On the way up in the train I tried to console myself for everything with the thought of how pleased both Auntie and Humphrey would be to see me. I was, I suppose, in
the reduced state of needing consciously to count my blessings; at such a time old friendships, old alliances, can seem the only refuge. Even as I reflected on this, I recalled the fatuous way Auntie, more consciously Scottish for years than the genuine article, loved to go on about the ‘Auld Alliance’ between Scotland and France and used to ask Simone daftly unanswerable questions about this supposed relationship. But there are worse things – ah, many worse – than being bored by an elderly relative, and in my present mood I felt grateful towards Auntie Madge for still existing, and looked forward to her welcome.
She seemed delighted to see me, and was merely a little reproachful that I had not ‘after all’ brought Ann with me, though there had at no stage been any question that I should.
‘It’s term-time, Auntie! Ann sends her – her very best to you, of course.’ (I have never managed to get my tongue round the word ‘love’ in patently inappropriate circumstances, and sometimes have difficulty in appropriate ones too.) ‘– But she couldn’t possibly have got away. Even at half-term she was up to her eyes in paperwork. She takes on so much. She’s a deputy-head now, you know.’
I always find it vaguely comforting talking about Ann: she sounds so suitable.
‘So clever …’ said my aunt with radiant vagueness. ‘I always feel quite silly beside people like that,’ she added comfortably.

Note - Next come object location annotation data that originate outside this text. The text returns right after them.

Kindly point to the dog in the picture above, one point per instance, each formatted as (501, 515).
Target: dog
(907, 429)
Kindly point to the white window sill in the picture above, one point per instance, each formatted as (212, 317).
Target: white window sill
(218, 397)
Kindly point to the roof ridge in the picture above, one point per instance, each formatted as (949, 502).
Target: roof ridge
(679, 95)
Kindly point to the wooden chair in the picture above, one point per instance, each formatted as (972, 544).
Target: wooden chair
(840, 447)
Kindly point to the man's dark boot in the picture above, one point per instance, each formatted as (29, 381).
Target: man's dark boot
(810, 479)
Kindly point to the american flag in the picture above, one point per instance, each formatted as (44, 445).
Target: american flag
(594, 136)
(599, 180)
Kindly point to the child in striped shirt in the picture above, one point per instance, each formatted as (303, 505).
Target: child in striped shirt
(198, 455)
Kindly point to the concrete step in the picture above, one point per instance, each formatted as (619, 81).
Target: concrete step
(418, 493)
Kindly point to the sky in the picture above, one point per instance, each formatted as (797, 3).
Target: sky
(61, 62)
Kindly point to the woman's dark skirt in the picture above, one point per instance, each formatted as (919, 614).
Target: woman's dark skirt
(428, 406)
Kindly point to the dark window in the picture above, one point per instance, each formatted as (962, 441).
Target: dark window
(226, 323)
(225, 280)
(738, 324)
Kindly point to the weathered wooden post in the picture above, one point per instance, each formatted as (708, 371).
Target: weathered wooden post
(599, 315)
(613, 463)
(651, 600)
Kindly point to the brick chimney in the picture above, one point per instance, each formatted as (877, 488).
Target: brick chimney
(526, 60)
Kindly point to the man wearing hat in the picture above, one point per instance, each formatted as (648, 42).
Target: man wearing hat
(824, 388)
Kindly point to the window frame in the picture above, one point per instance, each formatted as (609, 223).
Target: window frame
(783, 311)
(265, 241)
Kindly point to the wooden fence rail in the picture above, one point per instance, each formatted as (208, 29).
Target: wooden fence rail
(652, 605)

‘But Auntie, you know Ann isn’t a bit intimidating. You met her –’ But my aunt wasn’t listening. She was of course, at one level, quite right: she did seem silly beside people whose energies were more focused, and indeed had always been regarded as ‘a silly woman’ (almost, as it were, an official sample of the type) by my own consciously more austere and well-organized parents. But it was, I think, her chosen rôle. In fact she had the liveliness, adaptability and taste for new experience that rarely goes with real stupidity, but she dated from an era when a semblance of muddle-headedness was supposed to be ‘more feminine’. Unlike her elder sister, my mother, she had turned her back on all education at fourteen. In my youth she worked in a hat shop, the pre-war epitome of the determinedly frivolous, and then, in the war, was said by my father to have ‘gadded about’ in one of the women’s services. Even when she subsequently retired into the respectability of a belated marriage, and took to Edinburgh and being Scottish, a vague aura of luxury and levity still surrounded her name in my parents’ household. They were fond enough of her, but thought she ought to have ‘something proper to do’, albeit of a charitable and voluntary nature. The fact that, in her improper idleness, she always seemed busy, even breathlessly so, did not please them either. It was rather remarkable how Aunt Madge, though clad in the matronly Caledonian uniform of quilting, fur and tweed, and given to orgies of baking what she now called ‘pastries’, managed nevertheless to live with a hint of un-British flamboyance within Edinburgh’s damp, sooty confines. She somehow managed to treat that deeply provincial city as if it were an oriental bazaar: from the mildest foray to Princes Street – and her forays were frequent – she would return, flushed and elated, bearing with her some ‘bargain’, some long-sought knick-knack, some newly discovered heartfelt want now cunningly supplied. A top-dressing of Scots ‘canniness’ thinly veiled a ravening consumerism; no January or July sales time could pass without Auntie ‘replenishing’ her already bursting wardrobes, her full linen cupboards, her more-thanfully-fitted kitchen.